Yeah I know tweek but it's interesting. Improving performance by lowering your drive pressure while increasing your egts is not a win. Your turbos getting its energy from a combination of the two. Now lower both while improving performance ....that is a win.
So if you were saying same boost with same fuel but changed from internal wastegate to external and dropped drive pressure I'd buy it as yould be altering internal flow but your not altering anything.

I'd like to see your weak spring at WOT pull a trailer up a hill at 1700rpm vs the stuffer spring. Then your egts would call you out.
 
I'd like to see your weak spring at WOT pull a trailer up a hill at 1700rpm vs the stuffer spring. Then your egts would call you out.

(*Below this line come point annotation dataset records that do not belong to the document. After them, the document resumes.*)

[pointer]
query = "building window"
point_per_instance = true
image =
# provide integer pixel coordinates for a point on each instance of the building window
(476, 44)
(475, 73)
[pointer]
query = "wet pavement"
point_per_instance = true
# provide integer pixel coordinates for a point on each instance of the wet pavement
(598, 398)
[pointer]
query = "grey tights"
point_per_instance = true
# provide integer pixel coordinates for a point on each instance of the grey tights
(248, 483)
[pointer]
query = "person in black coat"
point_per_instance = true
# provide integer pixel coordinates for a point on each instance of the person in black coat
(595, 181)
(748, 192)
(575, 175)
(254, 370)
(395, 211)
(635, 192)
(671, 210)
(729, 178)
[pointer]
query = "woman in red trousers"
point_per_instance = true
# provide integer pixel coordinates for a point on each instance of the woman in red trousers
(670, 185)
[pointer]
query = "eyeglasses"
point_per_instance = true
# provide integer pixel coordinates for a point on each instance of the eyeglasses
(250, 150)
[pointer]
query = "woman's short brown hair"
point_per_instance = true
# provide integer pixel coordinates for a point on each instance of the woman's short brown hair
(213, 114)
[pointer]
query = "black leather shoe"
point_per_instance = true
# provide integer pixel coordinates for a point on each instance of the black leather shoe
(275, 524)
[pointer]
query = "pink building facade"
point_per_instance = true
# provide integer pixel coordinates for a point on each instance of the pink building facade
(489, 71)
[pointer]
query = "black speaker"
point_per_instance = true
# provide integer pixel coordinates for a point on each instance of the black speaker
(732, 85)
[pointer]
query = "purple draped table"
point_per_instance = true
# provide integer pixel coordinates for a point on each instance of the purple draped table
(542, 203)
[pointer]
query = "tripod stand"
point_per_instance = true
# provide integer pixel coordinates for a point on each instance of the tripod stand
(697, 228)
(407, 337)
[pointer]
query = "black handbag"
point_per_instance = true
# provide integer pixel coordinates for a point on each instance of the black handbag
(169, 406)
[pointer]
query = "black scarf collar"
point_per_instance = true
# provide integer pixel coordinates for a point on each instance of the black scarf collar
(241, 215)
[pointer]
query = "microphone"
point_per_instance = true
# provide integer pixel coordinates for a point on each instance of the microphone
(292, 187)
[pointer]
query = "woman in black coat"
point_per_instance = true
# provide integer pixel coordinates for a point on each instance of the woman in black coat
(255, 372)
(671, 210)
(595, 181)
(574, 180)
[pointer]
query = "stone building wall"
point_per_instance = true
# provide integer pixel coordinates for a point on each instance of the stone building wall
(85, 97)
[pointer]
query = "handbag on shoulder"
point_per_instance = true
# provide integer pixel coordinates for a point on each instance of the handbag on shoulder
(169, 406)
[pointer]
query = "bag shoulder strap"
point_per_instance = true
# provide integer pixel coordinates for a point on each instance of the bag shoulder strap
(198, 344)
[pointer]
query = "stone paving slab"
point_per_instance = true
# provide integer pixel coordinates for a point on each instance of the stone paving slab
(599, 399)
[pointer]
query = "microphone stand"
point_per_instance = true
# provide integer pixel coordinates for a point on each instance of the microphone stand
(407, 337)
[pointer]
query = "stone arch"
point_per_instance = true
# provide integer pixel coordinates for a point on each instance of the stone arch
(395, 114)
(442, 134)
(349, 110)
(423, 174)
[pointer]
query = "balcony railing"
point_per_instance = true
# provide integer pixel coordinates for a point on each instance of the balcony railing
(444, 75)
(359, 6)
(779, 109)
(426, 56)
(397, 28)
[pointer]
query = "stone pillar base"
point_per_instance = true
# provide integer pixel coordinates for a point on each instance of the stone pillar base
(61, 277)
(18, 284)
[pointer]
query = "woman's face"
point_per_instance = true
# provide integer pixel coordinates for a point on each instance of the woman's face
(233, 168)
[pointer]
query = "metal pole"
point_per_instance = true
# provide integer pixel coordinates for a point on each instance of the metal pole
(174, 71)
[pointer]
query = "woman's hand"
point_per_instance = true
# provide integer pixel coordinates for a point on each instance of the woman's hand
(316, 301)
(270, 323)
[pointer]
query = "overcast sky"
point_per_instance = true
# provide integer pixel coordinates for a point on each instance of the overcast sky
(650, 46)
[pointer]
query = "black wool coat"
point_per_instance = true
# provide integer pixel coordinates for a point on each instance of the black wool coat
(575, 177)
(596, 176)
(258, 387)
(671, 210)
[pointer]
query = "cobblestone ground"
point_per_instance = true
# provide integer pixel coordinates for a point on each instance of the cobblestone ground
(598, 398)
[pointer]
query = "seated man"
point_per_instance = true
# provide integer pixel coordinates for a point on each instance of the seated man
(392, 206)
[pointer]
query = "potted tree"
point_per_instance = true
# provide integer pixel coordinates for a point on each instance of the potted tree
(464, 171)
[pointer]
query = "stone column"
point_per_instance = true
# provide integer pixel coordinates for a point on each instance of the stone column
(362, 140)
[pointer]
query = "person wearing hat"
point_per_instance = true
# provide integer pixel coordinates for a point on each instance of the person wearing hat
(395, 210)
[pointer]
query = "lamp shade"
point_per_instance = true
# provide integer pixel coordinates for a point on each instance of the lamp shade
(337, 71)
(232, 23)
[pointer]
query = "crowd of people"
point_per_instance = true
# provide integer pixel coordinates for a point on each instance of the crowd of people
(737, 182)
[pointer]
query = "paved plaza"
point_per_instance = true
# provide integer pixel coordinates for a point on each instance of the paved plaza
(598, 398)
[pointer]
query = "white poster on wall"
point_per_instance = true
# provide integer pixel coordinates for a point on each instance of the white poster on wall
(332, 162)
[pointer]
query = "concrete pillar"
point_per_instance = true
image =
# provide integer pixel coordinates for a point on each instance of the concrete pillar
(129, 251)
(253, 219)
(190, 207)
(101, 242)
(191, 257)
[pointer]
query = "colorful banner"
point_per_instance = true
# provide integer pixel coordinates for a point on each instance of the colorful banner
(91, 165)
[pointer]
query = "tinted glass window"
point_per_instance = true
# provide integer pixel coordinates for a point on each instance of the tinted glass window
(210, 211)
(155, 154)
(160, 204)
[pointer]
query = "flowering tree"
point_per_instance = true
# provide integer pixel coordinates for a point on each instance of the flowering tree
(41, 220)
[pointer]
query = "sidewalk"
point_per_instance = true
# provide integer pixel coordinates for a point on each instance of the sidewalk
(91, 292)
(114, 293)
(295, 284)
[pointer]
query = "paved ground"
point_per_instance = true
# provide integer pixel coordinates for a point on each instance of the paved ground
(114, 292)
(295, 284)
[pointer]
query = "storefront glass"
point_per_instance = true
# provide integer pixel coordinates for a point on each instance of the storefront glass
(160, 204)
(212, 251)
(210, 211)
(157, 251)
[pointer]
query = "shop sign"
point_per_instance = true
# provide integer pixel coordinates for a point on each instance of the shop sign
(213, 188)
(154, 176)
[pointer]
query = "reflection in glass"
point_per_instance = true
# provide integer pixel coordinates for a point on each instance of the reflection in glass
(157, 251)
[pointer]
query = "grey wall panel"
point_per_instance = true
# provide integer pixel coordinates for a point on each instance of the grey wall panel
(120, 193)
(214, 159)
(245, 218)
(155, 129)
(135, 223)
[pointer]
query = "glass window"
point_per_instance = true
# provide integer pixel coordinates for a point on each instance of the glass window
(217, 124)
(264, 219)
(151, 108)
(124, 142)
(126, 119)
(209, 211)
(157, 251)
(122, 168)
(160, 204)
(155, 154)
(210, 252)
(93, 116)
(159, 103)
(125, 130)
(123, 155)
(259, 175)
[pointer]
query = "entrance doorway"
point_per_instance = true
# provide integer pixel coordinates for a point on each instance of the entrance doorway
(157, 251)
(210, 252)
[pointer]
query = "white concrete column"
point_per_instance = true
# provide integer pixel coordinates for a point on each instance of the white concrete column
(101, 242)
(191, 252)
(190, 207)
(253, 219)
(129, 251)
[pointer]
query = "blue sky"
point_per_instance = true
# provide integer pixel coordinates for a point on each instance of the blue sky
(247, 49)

That's just plain silly, do you not have gears? Lugging a diesel with heavy loads up a hill is a very bad idea. You should change gears to get your RPM up, your EGT will then improve. Short shifting diesels and not utilising the full RPM range is severely limiting your engines ability.
 
Hah, your funny. It's not about driving style. It's about loading up your engine to see if your tune is safe or not.
Later Kiwi. I'm out.
g
You're the one who made up some random scenario in which I would never actually do myself. So if my tune matches my driving style it most certainly is a safe tune. If you choose to lug your engine while towing that's up to you but I'd never do that and if I did I would alter my tune to not allow EGT to get out of control so that would also be a safe tune.